Для иллюстрации мы выбрали 111 сосуд (и одну статую). Некоторую роль в нашем выборе сыграли эстетические соображения, но наша главная цель состояла в том, чтобы показать значение педерастических сцен. С этой целью мы включили особенно четкие примеры всех распространенных типов подобных сцен и особенно ясные иллюстрации их элементов. Мы также включили ряд вариаций для каждого типа сцен: в частности, мы включили картины, в которых элементы разных типов сцен появляются в комбинации и, таким образом, расширяют наше понимание значения задействованных иконографий. Кроме того, мы включили примеры нескольких менее распространенных типов сцен, а также исключительных сцен, которые, кажется, проясняют значение общих иконографий или вызывают вопросы. И наконец, мы включили сосуды, которые четко иллюстрируют определенные иконографические концепции, используемые в наших интерпретациях, или демонстрируют интересные совпадения или расхождения с другими древними источниками свидетельств.

Именно к этой последней теме — возможно, к основному пункту всего нашего исследования — мы обращаемся в наших заключительных замечаниях: здесь два автора, снова пишущие (как и тут) в унисон, обсуждают, что изучение педерастических сцен добавляет к нашему пониманию данной традиции. Затем следует приложение, в котором мы представляем в сокращенной форме список из 647 педерастических сцен, составленный покойным профессором Китом ДеВрийзом, который жестом, типичным для его замечательной щедрости и духа интеллектуального сотрудничества, он передал нам весной 2006 года незадолго до его столь оплакиваемой кончины.

 

ВВЕДЕНИЕ

РАЗДЕЛ 1. ТЕКСТОВЫЕ ДОКАЗАТЕЛЬСТВА
Ева Кантарелла

Мы начнем с текстов. Мы начнем, так сказать, с того рода свидетельств, на которых до сих пор в значительной степени базировалось большинство попыток понять педерастию. Эти тексты сильно различаются, они принадлежат множеству различных литературных жанров, от эпической до лирической поэзии, от истории до философии, от судебного ораторского искусства до комедии… и они происходят из исторических эпох, которые сильно отделены друг от друга, зачастую столетиями. Тем не менее, в целом они представляют в значительной степени связную картину педерастических отношений, которую мы попытаемся обобщить в этой главе.

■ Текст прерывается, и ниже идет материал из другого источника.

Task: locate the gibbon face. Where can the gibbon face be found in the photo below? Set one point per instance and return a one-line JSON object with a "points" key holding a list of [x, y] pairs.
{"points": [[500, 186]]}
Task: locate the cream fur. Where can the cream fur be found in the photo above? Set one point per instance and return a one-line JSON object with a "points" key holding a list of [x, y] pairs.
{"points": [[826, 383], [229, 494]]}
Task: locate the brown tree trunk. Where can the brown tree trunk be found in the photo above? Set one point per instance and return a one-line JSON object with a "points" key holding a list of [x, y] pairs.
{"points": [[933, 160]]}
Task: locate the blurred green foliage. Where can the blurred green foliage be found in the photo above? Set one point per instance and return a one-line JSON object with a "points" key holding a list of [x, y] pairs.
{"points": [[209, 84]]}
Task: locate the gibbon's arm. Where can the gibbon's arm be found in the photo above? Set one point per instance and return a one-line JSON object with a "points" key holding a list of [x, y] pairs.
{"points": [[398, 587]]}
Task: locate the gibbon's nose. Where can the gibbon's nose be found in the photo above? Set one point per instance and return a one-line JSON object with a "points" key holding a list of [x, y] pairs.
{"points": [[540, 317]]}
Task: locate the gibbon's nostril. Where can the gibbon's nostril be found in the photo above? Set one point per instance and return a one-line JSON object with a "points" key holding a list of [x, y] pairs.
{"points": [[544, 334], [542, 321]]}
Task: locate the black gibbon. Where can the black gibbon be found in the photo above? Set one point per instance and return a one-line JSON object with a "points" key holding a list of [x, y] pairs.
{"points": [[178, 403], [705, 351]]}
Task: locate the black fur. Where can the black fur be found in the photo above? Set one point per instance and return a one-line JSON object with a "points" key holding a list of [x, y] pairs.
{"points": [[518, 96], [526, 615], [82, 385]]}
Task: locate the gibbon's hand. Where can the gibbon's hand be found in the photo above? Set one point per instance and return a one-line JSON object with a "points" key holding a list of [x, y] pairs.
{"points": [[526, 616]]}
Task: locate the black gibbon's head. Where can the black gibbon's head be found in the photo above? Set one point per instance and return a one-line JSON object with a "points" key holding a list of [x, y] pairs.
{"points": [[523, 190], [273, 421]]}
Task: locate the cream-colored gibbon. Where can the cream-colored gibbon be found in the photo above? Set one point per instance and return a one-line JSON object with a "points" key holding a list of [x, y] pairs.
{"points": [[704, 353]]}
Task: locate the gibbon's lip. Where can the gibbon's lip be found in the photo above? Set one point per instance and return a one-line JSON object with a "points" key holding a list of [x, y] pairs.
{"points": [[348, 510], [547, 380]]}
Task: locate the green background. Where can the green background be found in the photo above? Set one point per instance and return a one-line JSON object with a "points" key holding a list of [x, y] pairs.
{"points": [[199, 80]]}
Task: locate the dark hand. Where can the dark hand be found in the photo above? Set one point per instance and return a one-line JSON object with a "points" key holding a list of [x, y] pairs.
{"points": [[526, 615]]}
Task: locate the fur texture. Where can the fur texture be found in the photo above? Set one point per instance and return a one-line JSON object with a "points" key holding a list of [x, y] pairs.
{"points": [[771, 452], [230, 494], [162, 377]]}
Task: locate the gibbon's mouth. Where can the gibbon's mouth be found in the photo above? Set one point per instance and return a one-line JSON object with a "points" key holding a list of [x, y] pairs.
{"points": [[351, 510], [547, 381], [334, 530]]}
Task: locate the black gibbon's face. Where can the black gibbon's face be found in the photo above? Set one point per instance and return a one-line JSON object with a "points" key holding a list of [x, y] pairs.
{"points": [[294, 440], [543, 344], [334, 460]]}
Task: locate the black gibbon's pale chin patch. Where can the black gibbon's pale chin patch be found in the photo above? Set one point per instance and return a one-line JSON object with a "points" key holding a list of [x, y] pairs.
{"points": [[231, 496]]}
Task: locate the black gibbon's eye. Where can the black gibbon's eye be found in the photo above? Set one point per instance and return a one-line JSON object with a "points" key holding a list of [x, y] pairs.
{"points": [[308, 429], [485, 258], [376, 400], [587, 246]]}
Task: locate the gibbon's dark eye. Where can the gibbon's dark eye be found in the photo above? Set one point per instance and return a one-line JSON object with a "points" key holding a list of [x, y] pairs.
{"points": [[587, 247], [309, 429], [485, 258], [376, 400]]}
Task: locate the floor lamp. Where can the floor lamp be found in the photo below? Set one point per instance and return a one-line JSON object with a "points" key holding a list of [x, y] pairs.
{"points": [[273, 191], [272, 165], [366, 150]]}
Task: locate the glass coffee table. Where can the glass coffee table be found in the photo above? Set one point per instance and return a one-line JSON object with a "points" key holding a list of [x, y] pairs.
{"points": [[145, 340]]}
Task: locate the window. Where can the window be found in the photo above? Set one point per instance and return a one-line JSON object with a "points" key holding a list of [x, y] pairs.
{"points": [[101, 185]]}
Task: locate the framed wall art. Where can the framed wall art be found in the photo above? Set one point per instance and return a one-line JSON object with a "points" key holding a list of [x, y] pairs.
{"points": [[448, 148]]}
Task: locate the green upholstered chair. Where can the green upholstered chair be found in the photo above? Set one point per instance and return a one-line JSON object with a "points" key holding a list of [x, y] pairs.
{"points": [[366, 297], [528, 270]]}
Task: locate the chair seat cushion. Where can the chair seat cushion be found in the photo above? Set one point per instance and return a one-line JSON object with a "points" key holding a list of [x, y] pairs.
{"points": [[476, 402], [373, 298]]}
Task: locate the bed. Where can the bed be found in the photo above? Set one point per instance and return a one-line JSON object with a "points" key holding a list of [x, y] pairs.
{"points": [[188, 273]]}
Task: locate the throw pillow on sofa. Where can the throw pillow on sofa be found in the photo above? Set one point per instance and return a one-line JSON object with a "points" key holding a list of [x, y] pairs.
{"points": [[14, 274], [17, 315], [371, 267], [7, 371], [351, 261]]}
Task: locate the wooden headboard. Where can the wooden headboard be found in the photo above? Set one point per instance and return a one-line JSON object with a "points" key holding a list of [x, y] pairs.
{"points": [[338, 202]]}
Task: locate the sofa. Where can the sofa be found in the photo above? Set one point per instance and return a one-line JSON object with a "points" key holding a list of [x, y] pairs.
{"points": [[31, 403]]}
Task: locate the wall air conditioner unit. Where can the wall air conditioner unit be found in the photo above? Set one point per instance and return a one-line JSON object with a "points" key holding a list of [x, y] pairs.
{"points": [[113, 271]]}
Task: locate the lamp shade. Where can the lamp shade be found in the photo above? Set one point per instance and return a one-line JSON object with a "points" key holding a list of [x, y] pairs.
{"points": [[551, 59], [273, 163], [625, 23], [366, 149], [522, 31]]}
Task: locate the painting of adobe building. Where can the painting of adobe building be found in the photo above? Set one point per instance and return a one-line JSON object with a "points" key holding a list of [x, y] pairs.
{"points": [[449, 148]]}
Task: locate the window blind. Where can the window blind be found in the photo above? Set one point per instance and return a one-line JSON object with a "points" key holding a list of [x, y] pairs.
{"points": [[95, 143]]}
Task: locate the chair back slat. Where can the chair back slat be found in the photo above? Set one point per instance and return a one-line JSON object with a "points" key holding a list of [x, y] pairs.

Однако прежде чем продолжить, необходимо отметить, что эта книга будет посвящена городу Афинам, как и большинство предыдущих исследований по данной теме. Мы делаем это не потому, что педерастия была исключительно афинской традицией; хотя неафинские свидетельства более скудны, но их, безусловно, достаточно, чтобы продемонстрировать, что эта традиция никоим образом не ограничивалась одним городом. Например, законы, регулирующие гимнасии в Верии (о которых см. ниже), показывают, что подобный тип любви был настолько широко распространен, что потребовал регулирования в различных частях Греции; однако за пределами Афин упоминаний слишком мало, чтобы мы могли правильно судить о распространении традиции и, что более важно, о её социальной и культурной ценности.

С другой стороны, афинские источники предлагают историку секса и сексуальности поразительно богатую совокупность свидетельств об обычаях педерастии как в количественном, так и в качественном отношении. Афиняне не только изображали этот обычай, как мы покажем ниже, на своей посуде, но и говорили о нем, сочиняя стихи, обсуждая философию, рассказывая истории или мифы, и обсуждая самые разные судебные дела. В этом введении мы рассмотрим эти невизуальные источники, из которых попытаемся вывести общие характеристики педерастических отношений.

Как известно, определять это просто как «гомосексуальные отношения» (как это было принято в прошлом) значило бы фальсифицировать действительность, приписывая грекам понятие, не существовавшее в их мире. Сегодня среди ученых общепризнано, что взрослый мужчина в Древней Греции мог с минимальным риском социального неодобрения или вообще без него выражать сексуальное влечение к другому мужчине, при условии, что желаемый мужчина был подростком (pais), которого взрослый любил в контексте социально кодифицированных и положительно оцениваемых отношений, называемых нами педерастическими. Такого рода отношения имели место, таким образом, между «активным» взрослым и «пассивным» мальчиком, хотя под «активностью» и «пассивностью» — это важная сторона вопроса — греки понимали не обязательно и не только половые отношения. роли, но также и - прежде всего - интеллектуальные и моральные роли.
Другими словами, пара, состоящая из двух особей мужского пола, считалась социально и культурно приемлемой, если она была «асимметричной»; но не в том смысле, который часто понимается неправильно, как в пара, в которой только один человек (взрослый) испытывает желание и сексуальное удовольствие, а другой (мальчик) является лишь их объектом. С этой точки зрения мы полагаем, что в педерастических отношениях была - по крайней мере, потенциально - большая степень взаимности, чем допускают наши древние тексты или чем полагает большинство современных ученых.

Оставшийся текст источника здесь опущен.